Seven categories of forensic evidence
Our analysis pipeline examines photos and videos across seven distinct evidence layers — each with real-world privacy and authenticity implications. Cases demonstrating each category are being published now.
GPS Location & Movement Data
Smartphones embed precise latitude and longitude into every photo they capture. A single image can silently expose a home address, workplace, or the location of a private meeting — often without the photographer ever knowing it is there. Our analysis resolves GPS coordinates to named locations and flags proximity to sensitive sites.
Camera & Device Fingerprinting
JPEG files contain quantisation tables (DQT) unique to each camera model, sensor, and firmware revision. By matching these signatures against a database of thousands of devices, we detect mismatches between the claimed camera and the actual encoder — exposing re-encoding, software conversion, and AI-generated imagery masquerading as a real photograph.
Error Level Analysis — Splice Detection
Re-saving a JPEG after editing alters the local compression entropy in mathematically detectable ways. ELA maps these compression-level differences across the image, highlighting pasted regions, inserted objects, removed elements, and text overlays that carry a different error signature from the surrounding original content.
Metadata & Identity Leaks
Photo editing software embeds author names, computer usernames, email addresses, and editing timestamps directly into image file headers. These fields frequently survive social media re-uploads and can reveal the real identity of an anonymous poster, the complete editing history of a manipulated image, or the organisation that produced it.

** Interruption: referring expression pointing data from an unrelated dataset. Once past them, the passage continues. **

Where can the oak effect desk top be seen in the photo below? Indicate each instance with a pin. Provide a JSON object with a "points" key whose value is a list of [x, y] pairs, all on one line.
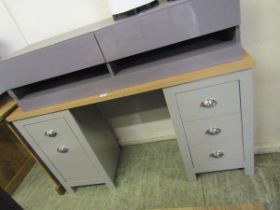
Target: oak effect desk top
{"points": [[246, 62], [6, 108]]}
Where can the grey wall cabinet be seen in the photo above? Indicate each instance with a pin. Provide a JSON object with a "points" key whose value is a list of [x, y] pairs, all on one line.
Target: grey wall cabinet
{"points": [[213, 119], [77, 145]]}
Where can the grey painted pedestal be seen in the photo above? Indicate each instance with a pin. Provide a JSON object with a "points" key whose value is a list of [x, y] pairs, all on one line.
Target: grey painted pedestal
{"points": [[77, 145], [213, 120]]}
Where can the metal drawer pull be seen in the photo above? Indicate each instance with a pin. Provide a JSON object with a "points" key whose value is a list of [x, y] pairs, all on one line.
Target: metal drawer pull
{"points": [[213, 131], [209, 103], [217, 154], [51, 133], [62, 149]]}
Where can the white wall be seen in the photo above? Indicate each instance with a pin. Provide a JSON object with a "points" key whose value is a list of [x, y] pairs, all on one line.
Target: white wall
{"points": [[39, 19], [10, 38], [261, 37]]}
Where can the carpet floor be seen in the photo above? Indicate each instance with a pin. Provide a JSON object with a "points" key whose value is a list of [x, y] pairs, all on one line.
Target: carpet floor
{"points": [[152, 176]]}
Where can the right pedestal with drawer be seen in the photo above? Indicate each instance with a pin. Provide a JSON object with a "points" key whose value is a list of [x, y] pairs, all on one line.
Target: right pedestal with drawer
{"points": [[213, 120]]}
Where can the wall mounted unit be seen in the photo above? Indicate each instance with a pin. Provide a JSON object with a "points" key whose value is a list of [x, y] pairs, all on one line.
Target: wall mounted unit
{"points": [[172, 38]]}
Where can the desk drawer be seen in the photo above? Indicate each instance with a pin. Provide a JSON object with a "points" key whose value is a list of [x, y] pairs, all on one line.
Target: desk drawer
{"points": [[214, 130], [72, 161], [209, 102], [55, 60], [217, 154]]}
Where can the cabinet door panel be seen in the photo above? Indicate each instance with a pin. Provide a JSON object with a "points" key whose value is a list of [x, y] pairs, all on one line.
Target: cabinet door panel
{"points": [[74, 165]]}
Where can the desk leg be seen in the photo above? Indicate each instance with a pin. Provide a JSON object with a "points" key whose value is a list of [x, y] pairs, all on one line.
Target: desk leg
{"points": [[59, 188]]}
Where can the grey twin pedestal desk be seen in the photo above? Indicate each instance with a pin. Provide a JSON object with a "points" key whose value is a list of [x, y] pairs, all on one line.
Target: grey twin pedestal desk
{"points": [[212, 112], [57, 82]]}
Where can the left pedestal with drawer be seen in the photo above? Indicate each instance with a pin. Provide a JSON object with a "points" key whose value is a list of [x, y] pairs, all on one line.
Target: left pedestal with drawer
{"points": [[77, 146]]}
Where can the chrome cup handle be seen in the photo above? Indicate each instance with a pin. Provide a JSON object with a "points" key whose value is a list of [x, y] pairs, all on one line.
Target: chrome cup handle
{"points": [[62, 149], [51, 133], [213, 131], [217, 155], [209, 103]]}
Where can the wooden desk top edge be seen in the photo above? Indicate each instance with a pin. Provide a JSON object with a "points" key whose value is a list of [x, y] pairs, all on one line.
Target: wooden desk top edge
{"points": [[245, 63]]}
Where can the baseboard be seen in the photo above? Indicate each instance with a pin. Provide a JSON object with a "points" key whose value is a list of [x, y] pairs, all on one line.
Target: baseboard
{"points": [[263, 148], [269, 147], [126, 142], [17, 179]]}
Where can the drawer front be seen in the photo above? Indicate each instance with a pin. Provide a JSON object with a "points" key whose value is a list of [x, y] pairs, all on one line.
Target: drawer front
{"points": [[214, 130], [74, 165], [232, 153], [209, 102], [161, 28], [62, 58], [166, 26]]}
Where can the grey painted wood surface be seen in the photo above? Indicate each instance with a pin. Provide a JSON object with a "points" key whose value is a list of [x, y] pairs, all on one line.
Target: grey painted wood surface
{"points": [[171, 22], [226, 95], [81, 165], [233, 152], [68, 164], [62, 58], [182, 21], [174, 65], [230, 125], [99, 138], [242, 148]]}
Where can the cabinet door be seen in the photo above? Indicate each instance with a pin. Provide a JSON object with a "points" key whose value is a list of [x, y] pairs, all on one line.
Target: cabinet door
{"points": [[60, 145]]}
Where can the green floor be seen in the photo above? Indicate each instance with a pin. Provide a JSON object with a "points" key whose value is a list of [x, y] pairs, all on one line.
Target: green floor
{"points": [[152, 176]]}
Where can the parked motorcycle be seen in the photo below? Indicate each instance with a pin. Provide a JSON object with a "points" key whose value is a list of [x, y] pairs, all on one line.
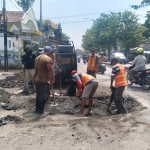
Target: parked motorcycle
{"points": [[142, 78], [102, 68]]}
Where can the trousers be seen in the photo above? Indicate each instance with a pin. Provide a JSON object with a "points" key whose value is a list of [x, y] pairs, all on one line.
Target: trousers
{"points": [[42, 94], [29, 73], [119, 100]]}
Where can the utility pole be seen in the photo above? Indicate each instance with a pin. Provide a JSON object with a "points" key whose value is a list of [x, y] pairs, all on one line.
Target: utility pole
{"points": [[41, 15], [5, 37], [94, 31]]}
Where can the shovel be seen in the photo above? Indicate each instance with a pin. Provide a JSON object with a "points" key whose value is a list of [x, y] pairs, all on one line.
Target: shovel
{"points": [[53, 97], [60, 83]]}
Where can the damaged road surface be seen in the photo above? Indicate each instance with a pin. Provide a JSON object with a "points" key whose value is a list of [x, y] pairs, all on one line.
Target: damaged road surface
{"points": [[60, 129]]}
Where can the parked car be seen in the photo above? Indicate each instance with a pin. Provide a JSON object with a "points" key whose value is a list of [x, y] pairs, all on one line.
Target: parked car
{"points": [[120, 56]]}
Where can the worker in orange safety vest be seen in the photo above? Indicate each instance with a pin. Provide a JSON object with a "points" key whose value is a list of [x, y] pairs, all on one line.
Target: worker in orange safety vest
{"points": [[90, 85], [93, 63]]}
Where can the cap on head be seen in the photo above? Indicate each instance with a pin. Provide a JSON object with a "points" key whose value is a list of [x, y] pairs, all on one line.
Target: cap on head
{"points": [[48, 49], [115, 60], [93, 49], [73, 72], [53, 47], [28, 47]]}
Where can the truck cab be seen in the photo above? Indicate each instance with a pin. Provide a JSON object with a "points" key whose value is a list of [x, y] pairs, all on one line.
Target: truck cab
{"points": [[66, 59]]}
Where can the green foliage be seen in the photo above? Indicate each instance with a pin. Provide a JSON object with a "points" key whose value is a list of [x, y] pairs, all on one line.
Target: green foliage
{"points": [[115, 30], [147, 25], [25, 4], [143, 4]]}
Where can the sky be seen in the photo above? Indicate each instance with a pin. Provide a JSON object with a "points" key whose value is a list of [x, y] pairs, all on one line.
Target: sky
{"points": [[75, 16]]}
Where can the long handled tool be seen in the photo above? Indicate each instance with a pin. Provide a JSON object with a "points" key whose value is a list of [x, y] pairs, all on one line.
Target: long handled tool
{"points": [[53, 96], [25, 84], [60, 84]]}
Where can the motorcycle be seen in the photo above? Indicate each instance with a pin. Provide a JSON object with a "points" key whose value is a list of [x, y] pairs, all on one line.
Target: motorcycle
{"points": [[142, 78], [102, 68]]}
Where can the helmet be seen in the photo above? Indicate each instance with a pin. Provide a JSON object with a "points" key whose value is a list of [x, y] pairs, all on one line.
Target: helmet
{"points": [[73, 72], [140, 51], [48, 49]]}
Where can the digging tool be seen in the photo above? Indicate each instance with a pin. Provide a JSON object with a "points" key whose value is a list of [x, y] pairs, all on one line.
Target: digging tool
{"points": [[111, 100], [60, 84], [53, 96]]}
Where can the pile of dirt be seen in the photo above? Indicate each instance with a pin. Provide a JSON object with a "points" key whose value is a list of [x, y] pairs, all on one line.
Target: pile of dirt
{"points": [[16, 80], [71, 105]]}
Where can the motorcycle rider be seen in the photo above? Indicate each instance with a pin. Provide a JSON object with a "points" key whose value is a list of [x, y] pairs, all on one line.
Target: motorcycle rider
{"points": [[138, 63], [118, 75], [93, 63]]}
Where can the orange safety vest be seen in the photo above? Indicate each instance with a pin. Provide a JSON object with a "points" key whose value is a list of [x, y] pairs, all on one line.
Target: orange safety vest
{"points": [[120, 78], [85, 78], [92, 63]]}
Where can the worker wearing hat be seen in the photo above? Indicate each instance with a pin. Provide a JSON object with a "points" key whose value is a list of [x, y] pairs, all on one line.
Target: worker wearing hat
{"points": [[28, 61], [43, 77], [138, 63], [90, 85]]}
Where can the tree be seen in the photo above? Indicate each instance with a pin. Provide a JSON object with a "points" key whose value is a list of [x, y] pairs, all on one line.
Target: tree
{"points": [[130, 32], [65, 37], [25, 4], [115, 30], [143, 4]]}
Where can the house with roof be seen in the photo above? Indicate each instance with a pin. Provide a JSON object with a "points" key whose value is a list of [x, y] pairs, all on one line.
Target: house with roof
{"points": [[24, 27]]}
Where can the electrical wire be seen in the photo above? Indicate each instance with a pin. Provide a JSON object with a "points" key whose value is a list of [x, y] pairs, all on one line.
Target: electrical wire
{"points": [[88, 14]]}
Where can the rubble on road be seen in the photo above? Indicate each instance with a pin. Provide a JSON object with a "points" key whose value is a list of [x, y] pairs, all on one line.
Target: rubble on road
{"points": [[67, 105]]}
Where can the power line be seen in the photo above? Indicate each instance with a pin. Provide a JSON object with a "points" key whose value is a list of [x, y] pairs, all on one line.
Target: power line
{"points": [[88, 14]]}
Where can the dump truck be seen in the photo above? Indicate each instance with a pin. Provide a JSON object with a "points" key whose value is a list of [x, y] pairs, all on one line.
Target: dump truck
{"points": [[66, 59]]}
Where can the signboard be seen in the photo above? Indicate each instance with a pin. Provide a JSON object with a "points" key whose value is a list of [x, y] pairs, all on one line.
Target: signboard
{"points": [[51, 24]]}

Encoding Anomalies & Signal Mismatches
Inconsistencies between encoder fingerprints, quantisation profiles, colour spaces, and EXIF data indicate post-processing, format conversion, screenshot capture, or AI generation. Each mismatch type carries a specific forensic implication — from social media re-compression to deliberate metadata stripping — with a calibrated severity rating.
Steganography — Hidden Content Detection
Steganography conceals data inside ordinary images or videos, hiding the very existence of the payload rather than just its meaning. Our proprietary detection engine identifies statistical anomalies consistent with LSB and frequency-domain hidden payloads — including Vaultify-encoded content — even when the file passes all standard format validation checks.
AI Generation & Face Authenticity
Multiple independent signals identify AI-generated images and video: frequency-domain patterns unique to AI image generators, C2PA provenance declarations from tools like DALL-E and Midjourney, absent camera metadata, and motion gradient statistics that deviate from real-camera physics for AI-generated video. When faces are present, each face is examined independently for signs of AI face-swapping and digital manipulation — surfacing alterations that survive visual inspection.